Schwierigkeiten entstehen, weil in vielen Ländern die Belange des Jugend-Justizwesens und des Kinderschutzes  oder Sozialdienstes an diesen « Auffangorten » zusammentreffen. Das heißt, dass eine Strafvollzugsanstalt auch die Kinder beherbergen darf, die zu ihrem Schutz hergebracht wurden.

Gemeinsam mit den Eltern im Gefängnis

Überall auf der Welt leiden Kinder unter den negativen Auswirkungen, die eine Inhaftierung ihrer Eltern mit sich bringt.

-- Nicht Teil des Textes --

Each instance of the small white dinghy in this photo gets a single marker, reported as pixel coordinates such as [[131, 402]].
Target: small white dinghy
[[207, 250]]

Die meisten leben zwar außerhalb der Gefängnismauern, doch so manches Kind wird im Gefängnis geboren oder wächst dort zusammen mit seiner Mutter auf. In ganz seltenen Fällen geht es mit dem Vater ins Gefängnis.

Richtlinien und Dauer des Aufenthaltes variieren stark von einem Land zum anderen. So dürfen in Deutschland die Kinder bis zu 6 Jahren bei ihrer Mutter bleiben, während dies in Großbritannien nur für 18 Monate gilt. Manchmal ist es auch ganz einfach untersagt. Schwer zu sagen, welche Lösung die richtige ist.

In manchen Ländern, wie Kirgisistan, wird Müttern mit Kleinkindern eine Strafmilderung gewährt, während sie anderenorts bei einer Verurteilung alle ihre elterlichen Rechte verlieren.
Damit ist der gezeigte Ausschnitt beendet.